Yes. I used choir a little bit in this Evil section, but I didn’t really want to expose the choir in any significant way until the finale. But I did use it in the Maleficent part. It’s another element that makes that part of the parade unique in its identity and also kind of acknowledges the choir-sung ending of almost every classic Disney film. I wanted to integrate that into the music of the parade.

For the French version of Fantillusion, Disneyland Paris Music Director Vasile Sirli asked you to help in the new mix of your music. What changes did you make?

We changed a few things. We changed one of the voices in the show that we needed to change and we combined all of the three fairies, Flora, Fauna and Merryweather, which used to be on separate floats in Tokyo. So, we combined them all into one float.
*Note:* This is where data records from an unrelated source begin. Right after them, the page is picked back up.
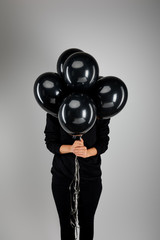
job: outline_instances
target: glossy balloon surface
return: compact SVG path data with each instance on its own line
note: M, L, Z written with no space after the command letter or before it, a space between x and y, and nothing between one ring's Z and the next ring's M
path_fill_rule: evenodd
M63 68L64 68L64 63L67 60L67 58L69 56L71 56L73 53L76 52L82 52L82 50L78 49L78 48L70 48L67 49L66 51L64 51L58 58L57 61L57 72L58 74L63 77Z
M98 63L88 53L74 53L65 61L64 80L74 91L89 89L96 83L98 74Z
M94 93L97 115L101 119L107 119L119 113L128 99L126 85L121 79L113 76L99 79Z
M57 73L41 74L34 84L34 96L38 104L54 117L58 117L59 107L65 97L65 82Z
M83 135L95 123L96 107L87 95L73 93L64 99L59 108L58 119L68 134Z

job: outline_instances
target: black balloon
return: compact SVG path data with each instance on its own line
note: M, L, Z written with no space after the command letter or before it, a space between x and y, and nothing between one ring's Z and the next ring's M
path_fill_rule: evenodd
M64 80L74 91L88 90L96 83L98 74L98 63L88 53L74 53L65 61Z
M91 98L83 93L72 93L59 108L58 119L62 128L70 135L83 135L96 120L96 107Z
M57 61L57 72L58 74L63 77L63 68L64 68L64 63L67 60L67 58L69 56L71 56L73 53L76 52L82 52L82 50L78 49L78 48L70 48L67 49L66 51L64 51L58 58Z
M107 119L123 109L128 99L128 90L121 79L108 76L97 81L93 95L97 116Z
M57 74L41 74L34 84L34 96L38 104L54 117L58 117L59 107L65 97L65 82Z

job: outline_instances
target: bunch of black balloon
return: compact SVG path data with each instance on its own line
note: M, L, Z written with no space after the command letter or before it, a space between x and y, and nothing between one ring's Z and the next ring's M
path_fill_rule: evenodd
M41 74L34 84L38 104L72 136L83 135L96 118L107 119L125 106L125 83L113 76L99 77L99 66L80 49L64 51L57 61L57 73Z

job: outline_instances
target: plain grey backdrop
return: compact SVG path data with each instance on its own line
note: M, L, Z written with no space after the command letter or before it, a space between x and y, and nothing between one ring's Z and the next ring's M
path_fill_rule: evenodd
M0 1L0 239L59 240L36 78L80 48L127 85L102 155L95 240L160 238L160 2Z

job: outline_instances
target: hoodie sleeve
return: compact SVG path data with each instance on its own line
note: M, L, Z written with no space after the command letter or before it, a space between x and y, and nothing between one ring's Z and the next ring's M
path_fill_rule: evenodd
M60 144L60 138L59 138L59 134L60 134L59 129L60 129L60 126L59 126L58 119L47 113L46 127L44 130L44 134L45 134L44 140L45 140L46 147L53 154L56 154L56 153L60 154L59 149L61 147L61 144Z

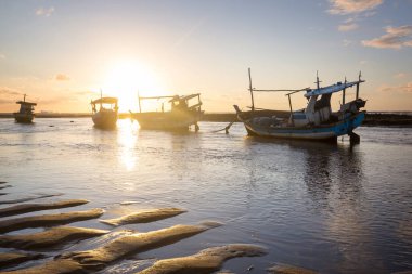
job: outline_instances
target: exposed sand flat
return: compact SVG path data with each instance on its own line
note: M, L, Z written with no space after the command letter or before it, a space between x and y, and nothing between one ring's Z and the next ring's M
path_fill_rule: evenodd
M44 194L44 195L39 195L36 197L27 197L27 198L22 198L22 199L9 199L9 200L0 200L0 205L5 205L5 204L17 204L17 203L24 203L24 201L29 201L34 199L41 199L41 198L49 198L49 197L55 197L55 196L61 196L63 194L57 193L57 194Z
M268 269L268 273L271 273L271 274L317 274L318 272L302 269L299 266L280 263Z
M178 216L184 212L186 211L179 208L157 208L157 209L139 211L139 212L131 213L131 214L124 216L116 219L100 220L100 222L114 225L114 226L130 224L130 223L149 223L149 222L167 219L173 216Z
M65 244L69 240L96 237L110 231L59 226L50 230L25 235L0 235L0 247L17 249L35 249Z
M88 251L65 253L62 255L61 258L72 259L80 264L94 264L94 268L100 269L129 255L171 245L209 229L211 227L205 225L179 224L158 231L124 236L108 243L103 247Z
M229 245L222 247L213 247L204 249L201 252L157 261L151 268L145 269L140 274L177 274L177 273L196 273L206 274L220 270L223 262L236 257L255 257L263 256L266 250L262 247L254 245Z
M33 229L53 226L82 220L89 220L101 217L103 212L103 209L94 208L85 211L73 211L60 214L43 214L9 219L0 222L0 233L7 233L11 231L18 231L30 227Z
M1 272L1 274L82 274L88 273L83 270L80 263L73 260L53 260L44 264L22 269L9 272Z
M171 245L211 227L205 225L175 225L168 229L137 233L117 238L103 247L88 251L63 253L53 261L24 270L4 272L13 274L90 273L126 256Z
M43 255L30 253L0 253L0 270L9 268L22 262L37 260L43 258Z
M86 199L68 199L68 200L61 200L61 201L47 203L47 204L24 204L24 205L0 209L0 217L23 214L27 212L47 210L47 209L76 207L76 206L85 205L89 201Z

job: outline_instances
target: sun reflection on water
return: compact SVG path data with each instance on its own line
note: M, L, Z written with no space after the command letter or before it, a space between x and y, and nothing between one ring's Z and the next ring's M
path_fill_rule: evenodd
M137 131L139 123L130 119L121 119L117 121L117 143L119 145L119 161L125 166L127 171L134 170L139 156L136 153L136 144L138 141Z

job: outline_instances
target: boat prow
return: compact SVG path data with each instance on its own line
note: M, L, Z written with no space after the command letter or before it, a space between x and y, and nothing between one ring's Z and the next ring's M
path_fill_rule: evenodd
M31 103L26 101L26 94L24 94L23 101L17 101L20 104L18 113L13 113L16 122L21 123L31 123L35 118L35 106L37 103Z
M249 70L250 74L250 70ZM250 77L250 75L249 75ZM253 99L254 91L250 79L250 94ZM263 138L282 138L282 139L301 139L313 141L333 141L336 142L338 136L349 135L351 142L359 142L359 136L353 133L353 130L362 125L365 110L360 108L365 106L365 101L359 97L359 86L364 82L360 79L353 82L337 82L324 88L319 87L319 78L317 79L318 87L316 89L300 90L265 90L268 91L288 91L286 95L289 99L289 117L285 119L275 116L261 116L255 110L254 102L252 102L250 112L242 112L237 105L234 109L237 114L237 119L242 121L249 135ZM346 90L351 87L357 87L356 100L345 103ZM305 109L293 112L291 94L306 91L305 96L308 99L308 105ZM331 96L333 93L343 92L343 104L340 109L333 112L331 108Z
M101 129L116 128L118 106L116 97L100 97L90 103L94 127ZM98 109L99 106L99 109Z

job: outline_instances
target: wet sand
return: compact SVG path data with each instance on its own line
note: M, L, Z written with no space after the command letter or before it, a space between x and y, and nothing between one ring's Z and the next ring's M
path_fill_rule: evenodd
M43 256L39 253L0 253L0 270L41 258Z
M23 214L33 211L47 210L47 209L57 209L57 208L67 208L85 205L89 203L86 199L69 199L69 200L60 200L49 204L24 204L8 208L0 209L0 217Z
M73 211L60 214L43 214L4 220L0 223L0 233L24 229L47 227L72 222L95 219L103 214L103 209L94 208L86 211Z
M42 195L50 197L53 195ZM36 197L38 198L38 197ZM10 204L21 203L16 199ZM23 204L0 209L1 217L29 213L40 210L59 209L72 206L81 206L88 203L83 199L60 200L54 203ZM100 220L111 226L150 223L158 220L172 218L186 212L179 208L156 208L138 211L116 219ZM223 224L215 221L204 221L198 224L177 224L169 227L150 231L145 233L131 233L130 231L111 232L106 230L95 230L75 226L55 226L75 221L96 219L104 213L102 209L90 209L85 211L72 211L59 214L40 214L23 218L5 219L0 223L0 233L8 233L29 227L49 227L42 232L0 235L0 247L15 248L23 250L48 250L55 246L63 248L54 258L50 258L41 264L23 269L11 269L3 273L25 273L25 274L63 274L63 273L90 273L103 270L108 265L130 258L141 252L169 246L182 239L193 237L210 229ZM113 234L115 238L96 248L86 251L65 252L64 245L73 240L85 240L87 238L100 237ZM139 273L213 273L219 271L224 261L236 257L265 256L262 247L254 245L227 245L211 247L199 251L196 255L158 260L153 265L149 265ZM18 265L23 262L44 258L42 253L0 253L0 265L3 269ZM14 266L15 268L15 266ZM228 272L222 272L228 273Z
M151 210L144 210L128 216L124 216L116 219L100 220L100 222L110 224L113 226L119 226L123 224L132 224L132 223L150 223L154 221L159 221L166 218L171 218L181 213L186 212L183 209L179 208L157 208Z
M23 235L0 235L0 247L16 249L37 249L63 245L72 240L96 237L110 231L57 226L50 230Z
M223 262L237 257L263 256L266 250L253 245L229 245L223 247L213 247L201 252L157 261L153 266L145 269L141 274L172 274L172 273L197 273L206 274L220 270Z

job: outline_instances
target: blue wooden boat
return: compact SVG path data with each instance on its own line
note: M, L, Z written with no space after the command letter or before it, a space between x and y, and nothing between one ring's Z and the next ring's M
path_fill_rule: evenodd
M21 123L31 123L35 118L35 106L36 103L30 103L26 101L26 94L24 94L23 101L17 101L16 104L20 105L18 113L14 113L14 119L16 122Z
M327 87L320 87L319 77L317 76L317 88L299 90L257 90L252 88L252 77L249 69L249 91L252 96L252 110L242 112L237 105L234 108L237 118L245 125L249 135L265 138L284 138L284 139L304 139L318 141L334 141L338 136L349 135L352 143L360 141L353 130L359 127L365 117L365 110L360 108L365 106L365 101L359 97L359 86L364 82L361 80L361 74L357 81L337 82ZM356 99L345 102L346 91L356 87ZM337 112L331 108L331 97L334 93L340 92L342 105ZM254 92L288 92L289 117L285 119L275 116L262 116L255 107ZM294 112L292 109L291 95L297 92L306 92L308 99L306 108Z

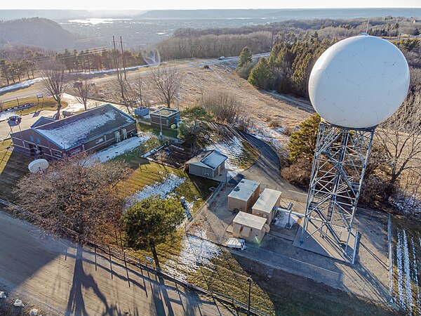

So, all of that dialogue was re-edited and re-mixed. Now, the three fairies tell that little story and make their own comments kind of alternately on the one float.

There were also pieces of music from the Tokyo mix that were eliminated from the Disneyland Paris version because the number of floats is different. It was a directorial choice, mostly. But I mostly worked on the souvenir soundtrack. Based on the content of the Disneyland Paris parade, I edited a new souvenir soundtrack CD and made a new mix of that material, especially for this CD.

Indeed, with that CD, we can enjoy the overall music of the parade, yet not the ones of the show stops.

Actually, I was given a time limitation as to how much time I could have for the whole piece and how long the whole piece could last. Completing what I call “the version as the parade passes by”, took all of the time that I had, so, I wasn’t able to include the other pieces of music.

I would love to see another version of the CD come out that has all the pieces of music either on separate track or part of a newly edited version of the soundtrack.

Vasile Sirli is well-known for his respect of his fellow composers from the other Disney parks, so it’s no surprise he asked you to return to the score.

Yes. And I appreciate that! I look forward to another opportunity to work with him like that!

We’re now coming to the end of the fifth year that Disney’s Fantillusion illuminates the nights of Disneyland Paris. How do you feel about that?

I am very happy that it’s been so well received in Paris. I hope it has a longer life still and is bringing a lot of magic to the guests there.

Did your work on Fantillusion change your approach to the parade music you produced after it?

That’s a good question. I think it made me aware — especially after I heard it in its environment and saw how people reacted to it — of how far one could go in terms of sophistication and complexity and still be able to be entertaining to people of all ages, to put something into a piece of work that can appeal to people on a variety of levels.

You don’t need to know anything about music to listen to Fantillusion and appreciate one act at a time as it goes past you.